Open Video, Open Knowledge

Read­ers of Open Cul­ture will appre­ci­ate how video has become, in many ways, our newest vernacular—growing in pop­u­lar­i­ty every day, and esti­mat­ed to reach 90 per­cent of world­wide web traf­fic by 2013. Yet so lit­tle of our mov­ing image her­itage is actu­al­ly online. As of Octo­ber 2010, just sin­gle per­cent­age points of the great col­lec­tions at the BBC Archive, ITN Source, Library of Con­gress, Nation­al Archives, etc., are actu­al­ly dig­i­tized and avail­able over the Inter­net! A new short film out this week from the UK’s JISC Film & Sound Think Tank makes the point with clar­i­ty. (Watch here or above.)

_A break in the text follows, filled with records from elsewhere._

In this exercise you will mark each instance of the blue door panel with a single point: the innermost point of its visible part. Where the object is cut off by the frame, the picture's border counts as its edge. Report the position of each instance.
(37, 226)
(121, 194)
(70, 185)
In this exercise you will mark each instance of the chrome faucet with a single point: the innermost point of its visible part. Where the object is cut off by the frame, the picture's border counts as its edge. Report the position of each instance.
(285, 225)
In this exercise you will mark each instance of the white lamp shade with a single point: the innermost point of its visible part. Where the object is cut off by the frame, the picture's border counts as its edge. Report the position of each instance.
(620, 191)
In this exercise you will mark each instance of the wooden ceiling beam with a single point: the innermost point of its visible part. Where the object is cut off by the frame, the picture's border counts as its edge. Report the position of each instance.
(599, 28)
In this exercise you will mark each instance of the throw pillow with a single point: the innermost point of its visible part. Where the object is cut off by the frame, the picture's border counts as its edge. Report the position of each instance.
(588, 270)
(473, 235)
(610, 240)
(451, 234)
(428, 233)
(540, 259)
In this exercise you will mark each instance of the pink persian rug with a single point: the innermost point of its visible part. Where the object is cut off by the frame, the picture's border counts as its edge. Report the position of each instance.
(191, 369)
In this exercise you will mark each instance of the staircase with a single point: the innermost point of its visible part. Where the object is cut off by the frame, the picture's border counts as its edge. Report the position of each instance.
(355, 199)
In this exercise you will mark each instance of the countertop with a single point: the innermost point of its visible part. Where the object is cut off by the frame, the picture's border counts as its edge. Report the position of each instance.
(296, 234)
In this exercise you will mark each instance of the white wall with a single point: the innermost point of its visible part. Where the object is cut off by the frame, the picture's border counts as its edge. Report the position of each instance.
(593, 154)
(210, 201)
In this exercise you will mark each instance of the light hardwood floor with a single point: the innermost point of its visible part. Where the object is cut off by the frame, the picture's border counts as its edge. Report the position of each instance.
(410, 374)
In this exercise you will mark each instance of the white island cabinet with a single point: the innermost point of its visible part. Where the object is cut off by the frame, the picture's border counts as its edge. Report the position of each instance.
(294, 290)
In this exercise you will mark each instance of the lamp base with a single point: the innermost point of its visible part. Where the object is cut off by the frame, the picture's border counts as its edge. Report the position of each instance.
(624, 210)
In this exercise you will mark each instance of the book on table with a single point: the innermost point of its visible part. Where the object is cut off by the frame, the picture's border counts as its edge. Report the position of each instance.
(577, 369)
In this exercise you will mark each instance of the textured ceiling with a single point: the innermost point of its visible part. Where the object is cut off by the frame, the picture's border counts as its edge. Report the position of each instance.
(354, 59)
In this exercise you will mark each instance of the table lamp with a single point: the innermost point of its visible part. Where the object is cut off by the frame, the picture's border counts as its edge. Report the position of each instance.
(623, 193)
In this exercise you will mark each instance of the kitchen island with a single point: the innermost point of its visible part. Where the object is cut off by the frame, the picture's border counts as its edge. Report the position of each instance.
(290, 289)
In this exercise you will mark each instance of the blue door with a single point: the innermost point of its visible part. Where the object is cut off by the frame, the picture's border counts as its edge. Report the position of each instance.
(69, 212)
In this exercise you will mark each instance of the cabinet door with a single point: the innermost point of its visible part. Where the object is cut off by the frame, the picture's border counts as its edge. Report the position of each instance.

What if it were pos­si­ble to enjoy the world’s largest and most pop­u­lar infor­ma­tion com­mons and enable it with down­load­able video–video of great qual­i­ty, whose orig­i­na­tors, own­ers, and righthold­ers opened to reuse and remix by any­one for free?

Intel­li­gent Tele­vi­sion and iCom­mons have pro­duced a report–just out now–to help cul­tur­al and edu­ca­tion­al insti­tu­tions under­stand and appre­ci­ate the pos­si­bil­i­ties pre­sent­ed by open­ly licensed assets for Wikipedia and the open web. Video for Wikipedia: A Guide to Best Prac­tices for Cul­tur­al and Edu­ca­tion­al Insti­tu­tions describes how Wikipedia is now open­ing its doors to video, and how lead­ing insti­tu­tions can par­tic­i­pate in what is, in effect, the newest knowl­edge rev­o­lu­tion.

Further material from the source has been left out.